Anche negli Stati Uniti gli americani ricorrono invece sempre più spesso a ritocchi chirurgici. Lo rivelano i dati dell’American Society of Plastic Surgeons, secondo cui quasi 18 milioni di persone (oltre 17,7 milioni) nel 2018 si sono sottoposte a procedure invasive e non invasive. Una cifra pari al 25% in più rispetto al 2017. Gli interventi più richiesti sono aumento del seno, liposuzione (+4 e +5% rispettivamente sul 2017). Leggera diminuzione invece delle procedure facciali.
In Cina, infine, sempre più uomini ricorrono alla chirurgia estetica e secondo il Rapporto Gengmei i clienti di sesso maschile sono circa il 15”. Mentre in Thailandia l’11 novembre 2020, in occasione del “Singles’ Day” sono stati pubblicizzati interventi a nasi e palpebre con offerte a prezzi stracciati”.
E per l’Italia i dati cosa dicono?
Secondo una ricerca Eurispes sulla chirurgia estetica che risale al marzo del 2018, 17 donne italiane su 100 hanno modificato il loro corpo ricorrendo al bisturi; di queste, due su cento lo hanno fatto più di una volta. E sono soprattutto le giovanissime fra i 18 e i 24 anni a cedere al “ritocchino”: più di una ragazza su cinque (21,4%). Sono soprattutto le italiane del Nord (Nord-Est 26,7% e Nord-Ovest 19,5%) a farlo.
Quelle del Sud rimangono nel 95,2% dei casi più fedeli al loro aspetto naturale. Sette donne su dieci si sono presentate dal chirurgo perché insoddisfatte della loro immagine naturale: in particolare, il 40,4% ha spiegato di aver voluto “migliorare il proprio aspetto”, il 28,7% di aver sentito la necessità di “correggere un difetto”. Poco meno di una su dieci (9,6) ha confessato di aver voluto “ridurre i segni dell’età” e il 21,3% si è invece sottoposta ad un intervento in seguito a incidente o malattia.

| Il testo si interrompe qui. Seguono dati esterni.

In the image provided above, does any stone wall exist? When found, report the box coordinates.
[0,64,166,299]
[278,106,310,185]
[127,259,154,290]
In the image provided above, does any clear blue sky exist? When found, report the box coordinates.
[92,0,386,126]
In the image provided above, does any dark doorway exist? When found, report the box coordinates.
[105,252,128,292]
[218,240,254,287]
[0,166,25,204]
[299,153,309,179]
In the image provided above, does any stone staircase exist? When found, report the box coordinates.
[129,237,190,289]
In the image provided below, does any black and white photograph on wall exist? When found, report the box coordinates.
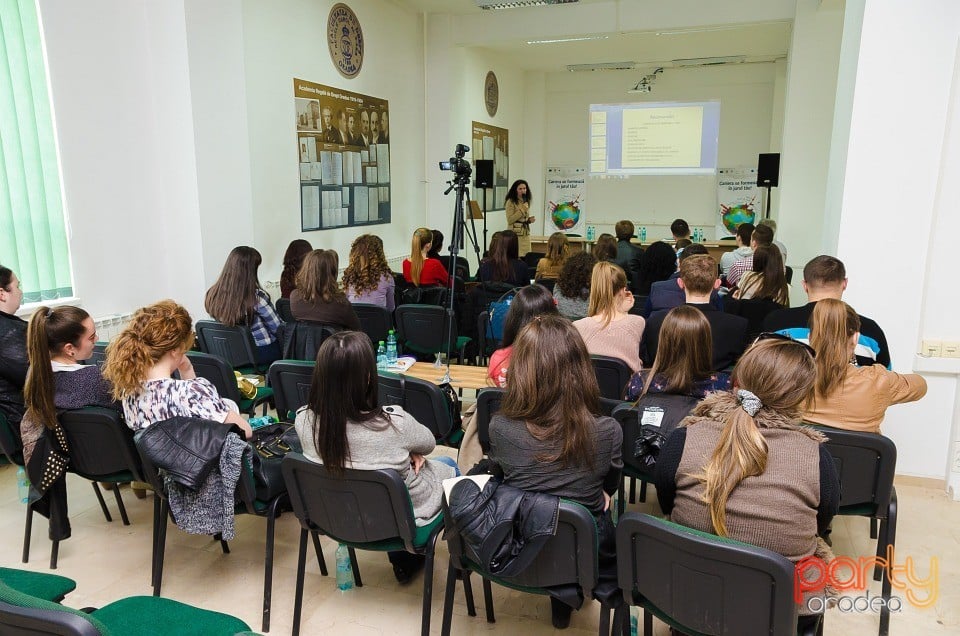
[293,79,390,232]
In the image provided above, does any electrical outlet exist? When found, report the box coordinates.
[920,340,943,358]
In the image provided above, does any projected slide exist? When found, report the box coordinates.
[590,101,720,175]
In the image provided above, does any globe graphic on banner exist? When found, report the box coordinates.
[550,201,580,230]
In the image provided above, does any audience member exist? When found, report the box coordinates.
[553,252,597,320]
[103,300,253,439]
[625,305,730,401]
[403,227,450,287]
[280,239,313,298]
[643,255,747,371]
[656,340,840,633]
[534,232,570,281]
[294,331,459,583]
[490,314,623,629]
[203,250,283,364]
[573,261,645,372]
[763,255,890,362]
[290,250,360,331]
[343,234,396,313]
[487,285,560,388]
[803,298,927,433]
[477,230,530,287]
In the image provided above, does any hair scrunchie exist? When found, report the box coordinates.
[737,389,763,417]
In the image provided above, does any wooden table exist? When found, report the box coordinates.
[403,362,493,389]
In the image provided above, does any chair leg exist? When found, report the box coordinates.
[90,481,113,521]
[347,546,363,587]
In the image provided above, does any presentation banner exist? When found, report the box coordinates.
[543,167,587,236]
[717,168,760,239]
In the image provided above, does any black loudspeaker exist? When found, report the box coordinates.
[473,159,493,188]
[757,152,780,188]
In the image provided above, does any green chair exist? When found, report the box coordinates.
[0,575,250,636]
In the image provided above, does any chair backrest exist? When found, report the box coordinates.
[476,389,506,453]
[187,351,241,404]
[267,360,317,422]
[282,453,417,552]
[377,371,453,440]
[617,512,797,636]
[59,407,145,481]
[353,303,393,349]
[814,426,897,515]
[590,356,633,400]
[197,320,257,369]
[396,304,458,353]
[443,498,598,599]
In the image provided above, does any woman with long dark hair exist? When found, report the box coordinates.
[203,245,283,364]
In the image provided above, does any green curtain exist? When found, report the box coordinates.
[0,0,73,302]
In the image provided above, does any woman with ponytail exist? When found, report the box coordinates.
[657,334,840,623]
[103,300,253,439]
[803,298,927,433]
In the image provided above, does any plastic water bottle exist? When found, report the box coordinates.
[387,329,397,364]
[337,543,353,592]
[17,466,30,504]
[377,340,387,371]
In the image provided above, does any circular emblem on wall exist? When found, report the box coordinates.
[483,71,500,117]
[327,2,363,79]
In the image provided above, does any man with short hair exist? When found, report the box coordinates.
[640,255,748,371]
[763,255,890,369]
[720,223,754,278]
[727,225,773,287]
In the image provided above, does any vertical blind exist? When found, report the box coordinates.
[0,0,73,302]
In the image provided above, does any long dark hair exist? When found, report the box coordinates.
[203,245,263,327]
[307,331,391,474]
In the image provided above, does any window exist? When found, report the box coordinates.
[0,0,73,303]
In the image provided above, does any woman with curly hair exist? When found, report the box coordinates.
[553,252,597,320]
[343,234,396,312]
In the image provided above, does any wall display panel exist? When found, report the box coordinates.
[293,78,390,232]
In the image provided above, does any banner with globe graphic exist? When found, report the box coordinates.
[717,168,761,238]
[543,168,587,236]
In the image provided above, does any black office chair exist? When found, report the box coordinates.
[187,351,273,417]
[615,512,823,636]
[353,303,393,350]
[590,356,633,400]
[267,360,317,422]
[440,499,612,636]
[283,453,443,636]
[814,426,897,636]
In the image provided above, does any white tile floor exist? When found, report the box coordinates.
[0,466,960,636]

Mentre invece – stando sempre alle statistiche Eurispes per Italia – una donna su 4 ha speso di più per la bellezza che per altro, investendo nella cura, tra estetista, parrucchiere, profumeria. A spendere di meno e a dover affrontare maggior difficoltà economiche sono invece le donne che lavorano con partita Iva: solo il 16% infatti si è concesso questo tipo di investimento, rispetto al 35,3% di chi ha un contratto a tempo determinato e al 34,3% delle donne che hanno un contratto di lavoro atipico.

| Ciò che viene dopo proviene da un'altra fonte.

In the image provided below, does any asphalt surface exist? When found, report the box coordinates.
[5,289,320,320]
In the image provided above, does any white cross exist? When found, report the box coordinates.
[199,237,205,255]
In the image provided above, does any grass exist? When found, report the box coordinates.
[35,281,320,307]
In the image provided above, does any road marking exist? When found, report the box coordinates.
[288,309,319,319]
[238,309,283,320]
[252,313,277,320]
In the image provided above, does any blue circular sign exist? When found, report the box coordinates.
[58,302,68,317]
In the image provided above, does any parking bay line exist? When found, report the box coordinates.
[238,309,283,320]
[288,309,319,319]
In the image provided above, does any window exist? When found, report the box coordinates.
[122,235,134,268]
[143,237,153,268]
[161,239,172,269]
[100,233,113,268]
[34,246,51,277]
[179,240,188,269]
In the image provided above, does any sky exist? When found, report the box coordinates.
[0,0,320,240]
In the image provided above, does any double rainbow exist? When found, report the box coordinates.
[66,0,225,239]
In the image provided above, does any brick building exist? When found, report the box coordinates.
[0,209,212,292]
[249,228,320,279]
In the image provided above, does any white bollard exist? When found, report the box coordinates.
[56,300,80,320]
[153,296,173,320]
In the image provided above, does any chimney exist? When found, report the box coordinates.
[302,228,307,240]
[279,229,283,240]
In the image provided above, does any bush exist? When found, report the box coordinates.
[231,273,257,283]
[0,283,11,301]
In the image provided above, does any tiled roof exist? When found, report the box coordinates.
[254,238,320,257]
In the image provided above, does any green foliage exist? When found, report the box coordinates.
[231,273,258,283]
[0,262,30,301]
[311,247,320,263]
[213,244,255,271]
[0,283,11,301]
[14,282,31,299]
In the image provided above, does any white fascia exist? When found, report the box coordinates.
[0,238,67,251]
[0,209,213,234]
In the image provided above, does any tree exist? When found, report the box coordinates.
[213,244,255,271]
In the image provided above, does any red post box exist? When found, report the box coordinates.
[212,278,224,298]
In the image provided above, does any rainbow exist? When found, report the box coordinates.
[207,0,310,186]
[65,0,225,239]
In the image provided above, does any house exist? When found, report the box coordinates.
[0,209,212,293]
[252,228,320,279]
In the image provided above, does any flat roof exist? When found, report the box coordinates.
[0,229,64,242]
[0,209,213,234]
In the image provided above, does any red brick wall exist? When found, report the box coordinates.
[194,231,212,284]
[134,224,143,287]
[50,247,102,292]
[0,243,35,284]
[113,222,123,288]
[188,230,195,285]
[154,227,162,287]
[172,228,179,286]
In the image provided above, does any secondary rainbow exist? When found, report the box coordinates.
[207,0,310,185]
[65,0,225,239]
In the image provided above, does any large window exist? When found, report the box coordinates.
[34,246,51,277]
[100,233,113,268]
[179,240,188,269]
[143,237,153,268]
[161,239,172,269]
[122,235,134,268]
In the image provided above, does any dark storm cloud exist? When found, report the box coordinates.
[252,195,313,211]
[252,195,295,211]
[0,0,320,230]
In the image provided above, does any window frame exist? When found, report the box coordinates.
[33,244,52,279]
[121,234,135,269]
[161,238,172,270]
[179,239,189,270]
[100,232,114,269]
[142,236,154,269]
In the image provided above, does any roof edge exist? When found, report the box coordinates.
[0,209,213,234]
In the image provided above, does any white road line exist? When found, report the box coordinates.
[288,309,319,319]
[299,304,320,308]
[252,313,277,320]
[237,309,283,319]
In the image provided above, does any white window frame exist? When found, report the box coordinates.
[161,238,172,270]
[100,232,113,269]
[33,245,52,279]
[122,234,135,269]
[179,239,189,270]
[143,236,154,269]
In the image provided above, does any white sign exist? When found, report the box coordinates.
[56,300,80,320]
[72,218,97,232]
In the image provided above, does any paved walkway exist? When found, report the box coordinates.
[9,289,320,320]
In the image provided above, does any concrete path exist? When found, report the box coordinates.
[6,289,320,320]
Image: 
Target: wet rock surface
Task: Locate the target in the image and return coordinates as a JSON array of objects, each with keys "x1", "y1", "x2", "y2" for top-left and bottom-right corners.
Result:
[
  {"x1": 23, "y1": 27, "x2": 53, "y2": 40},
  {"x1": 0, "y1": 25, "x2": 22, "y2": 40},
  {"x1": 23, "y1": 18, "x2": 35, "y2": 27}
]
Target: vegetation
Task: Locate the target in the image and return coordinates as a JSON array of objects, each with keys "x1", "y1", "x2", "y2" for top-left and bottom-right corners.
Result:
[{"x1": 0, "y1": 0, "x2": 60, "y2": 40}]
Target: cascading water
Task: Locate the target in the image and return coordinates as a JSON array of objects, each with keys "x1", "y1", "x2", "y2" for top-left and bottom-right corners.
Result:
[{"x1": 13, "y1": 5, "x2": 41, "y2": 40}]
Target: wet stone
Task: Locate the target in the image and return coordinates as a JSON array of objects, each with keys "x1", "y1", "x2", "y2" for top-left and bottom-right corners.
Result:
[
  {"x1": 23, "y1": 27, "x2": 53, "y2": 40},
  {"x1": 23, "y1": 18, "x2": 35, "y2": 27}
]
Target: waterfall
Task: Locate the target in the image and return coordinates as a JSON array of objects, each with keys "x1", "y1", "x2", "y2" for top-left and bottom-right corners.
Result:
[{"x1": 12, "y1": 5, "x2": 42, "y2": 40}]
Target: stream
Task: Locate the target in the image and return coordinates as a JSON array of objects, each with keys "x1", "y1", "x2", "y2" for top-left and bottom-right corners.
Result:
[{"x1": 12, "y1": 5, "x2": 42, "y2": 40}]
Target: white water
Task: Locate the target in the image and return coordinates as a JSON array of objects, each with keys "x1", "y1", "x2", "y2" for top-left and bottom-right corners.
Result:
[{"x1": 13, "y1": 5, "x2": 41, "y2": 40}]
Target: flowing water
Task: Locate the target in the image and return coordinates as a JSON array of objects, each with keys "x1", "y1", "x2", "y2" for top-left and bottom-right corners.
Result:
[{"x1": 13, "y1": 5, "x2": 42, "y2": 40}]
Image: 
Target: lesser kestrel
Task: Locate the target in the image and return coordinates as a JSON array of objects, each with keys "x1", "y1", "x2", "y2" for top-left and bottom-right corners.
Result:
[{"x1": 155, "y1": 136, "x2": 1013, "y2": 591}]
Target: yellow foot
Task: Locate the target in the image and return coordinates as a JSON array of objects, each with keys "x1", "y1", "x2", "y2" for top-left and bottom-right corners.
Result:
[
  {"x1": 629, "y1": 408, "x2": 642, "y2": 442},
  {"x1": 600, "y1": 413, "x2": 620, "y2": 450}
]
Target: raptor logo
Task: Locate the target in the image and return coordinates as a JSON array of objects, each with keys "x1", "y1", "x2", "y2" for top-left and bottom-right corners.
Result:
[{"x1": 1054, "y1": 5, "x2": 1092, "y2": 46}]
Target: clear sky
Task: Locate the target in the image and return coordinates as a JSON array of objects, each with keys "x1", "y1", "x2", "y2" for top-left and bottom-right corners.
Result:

Una proposta politica per il settore
Ma tornando alla situazione spagnola, gli addetti si difendono così: “È come l’aereo: ci sono centinaia di migliaia di voli a settimana e non succede nulla, ma si verificano pure incidenti“. Ovvero, è la statistica, bellezza! Può succedere. Commenta il chirurgo Diego Tomás, che invita chiunque si sottoponga a un intervento a riflettere sul perché può essere così economico: “Si risparmia sui materiali, sugli stipendi, sulle strutture, non si lascia il tempo ottimale di ricovero dopo l’intervento, si mette un solo anestesista a occuparsi di due interventi contemporaneamente o se ne eseguono diversi insieme, cosa che aumenta il rischio di complicazioni”.

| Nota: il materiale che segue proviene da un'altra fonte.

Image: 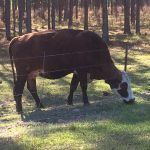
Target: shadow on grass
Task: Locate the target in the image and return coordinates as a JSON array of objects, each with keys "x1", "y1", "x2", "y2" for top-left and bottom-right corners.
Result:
[{"x1": 0, "y1": 138, "x2": 33, "y2": 150}]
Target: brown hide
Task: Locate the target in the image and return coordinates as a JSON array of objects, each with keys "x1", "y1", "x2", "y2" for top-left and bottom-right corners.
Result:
[{"x1": 10, "y1": 29, "x2": 121, "y2": 81}]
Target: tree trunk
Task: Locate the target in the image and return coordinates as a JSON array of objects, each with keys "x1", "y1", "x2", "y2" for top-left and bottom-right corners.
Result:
[
  {"x1": 84, "y1": 0, "x2": 88, "y2": 30},
  {"x1": 18, "y1": 0, "x2": 23, "y2": 35},
  {"x1": 58, "y1": 0, "x2": 63, "y2": 24},
  {"x1": 64, "y1": 0, "x2": 68, "y2": 21},
  {"x1": 136, "y1": 0, "x2": 140, "y2": 34},
  {"x1": 51, "y1": 0, "x2": 56, "y2": 30},
  {"x1": 75, "y1": 0, "x2": 79, "y2": 19},
  {"x1": 5, "y1": 0, "x2": 11, "y2": 40},
  {"x1": 47, "y1": 0, "x2": 51, "y2": 29},
  {"x1": 68, "y1": 0, "x2": 73, "y2": 29},
  {"x1": 124, "y1": 0, "x2": 131, "y2": 34},
  {"x1": 102, "y1": 0, "x2": 109, "y2": 43},
  {"x1": 131, "y1": 0, "x2": 136, "y2": 25},
  {"x1": 26, "y1": 0, "x2": 32, "y2": 33},
  {"x1": 12, "y1": 0, "x2": 17, "y2": 37}
]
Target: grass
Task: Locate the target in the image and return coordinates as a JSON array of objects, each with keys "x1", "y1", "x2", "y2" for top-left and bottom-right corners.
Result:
[{"x1": 0, "y1": 29, "x2": 150, "y2": 150}]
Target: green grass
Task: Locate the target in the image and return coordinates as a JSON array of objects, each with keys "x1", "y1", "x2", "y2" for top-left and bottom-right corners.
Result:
[{"x1": 0, "y1": 31, "x2": 150, "y2": 150}]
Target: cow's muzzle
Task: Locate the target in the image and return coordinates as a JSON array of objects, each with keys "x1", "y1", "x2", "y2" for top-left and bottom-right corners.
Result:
[{"x1": 123, "y1": 98, "x2": 135, "y2": 104}]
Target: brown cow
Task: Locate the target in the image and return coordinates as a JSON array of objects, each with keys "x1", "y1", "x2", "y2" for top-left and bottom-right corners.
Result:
[{"x1": 9, "y1": 29, "x2": 134, "y2": 113}]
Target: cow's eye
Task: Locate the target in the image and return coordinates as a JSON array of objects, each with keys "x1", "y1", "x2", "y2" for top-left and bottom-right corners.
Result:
[{"x1": 120, "y1": 82, "x2": 128, "y2": 91}]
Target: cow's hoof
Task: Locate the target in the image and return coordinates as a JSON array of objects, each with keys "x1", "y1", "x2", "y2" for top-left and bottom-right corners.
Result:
[
  {"x1": 17, "y1": 110, "x2": 23, "y2": 115},
  {"x1": 123, "y1": 99, "x2": 135, "y2": 104},
  {"x1": 67, "y1": 101, "x2": 73, "y2": 105},
  {"x1": 37, "y1": 103, "x2": 45, "y2": 108},
  {"x1": 84, "y1": 102, "x2": 90, "y2": 106}
]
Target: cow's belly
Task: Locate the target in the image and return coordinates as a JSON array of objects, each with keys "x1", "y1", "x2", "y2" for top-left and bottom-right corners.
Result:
[{"x1": 39, "y1": 70, "x2": 73, "y2": 79}]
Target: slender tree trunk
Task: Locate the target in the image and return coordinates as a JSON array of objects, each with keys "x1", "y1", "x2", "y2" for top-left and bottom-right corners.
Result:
[
  {"x1": 47, "y1": 0, "x2": 51, "y2": 29},
  {"x1": 12, "y1": 0, "x2": 17, "y2": 37},
  {"x1": 68, "y1": 0, "x2": 73, "y2": 29},
  {"x1": 18, "y1": 0, "x2": 23, "y2": 35},
  {"x1": 84, "y1": 0, "x2": 88, "y2": 30},
  {"x1": 131, "y1": 0, "x2": 136, "y2": 25},
  {"x1": 5, "y1": 0, "x2": 11, "y2": 40},
  {"x1": 102, "y1": 0, "x2": 109, "y2": 43},
  {"x1": 136, "y1": 0, "x2": 140, "y2": 34},
  {"x1": 51, "y1": 0, "x2": 56, "y2": 30},
  {"x1": 124, "y1": 0, "x2": 131, "y2": 34},
  {"x1": 64, "y1": 0, "x2": 68, "y2": 21},
  {"x1": 26, "y1": 0, "x2": 32, "y2": 33},
  {"x1": 0, "y1": 0, "x2": 5, "y2": 22},
  {"x1": 58, "y1": 0, "x2": 63, "y2": 24},
  {"x1": 76, "y1": 0, "x2": 79, "y2": 19}
]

L’operazione più frequente, la protesi mammaria, si trova nelle offerte di alcune cliniche a partire da circa 2.000 euro, una procedura che solitamente si aggira intorno ai 5.000 e può arrivare a oltre 8.000 nei centri più costosi.
Su questo tema in Spagna il dibattito è talmente acceso, che dopo l’estate il Psoe, il Partito socialista operaio spagnolo, ha deciso di presentare al Congresso una proposta non legislativa che metta ordine nella chirurgia estetica. Tre i punti: che un medico qualificato esegua sempre gli interventi, un regolamento della pubblicità e un altro del consenso informato che includa la specialità del medico che opera.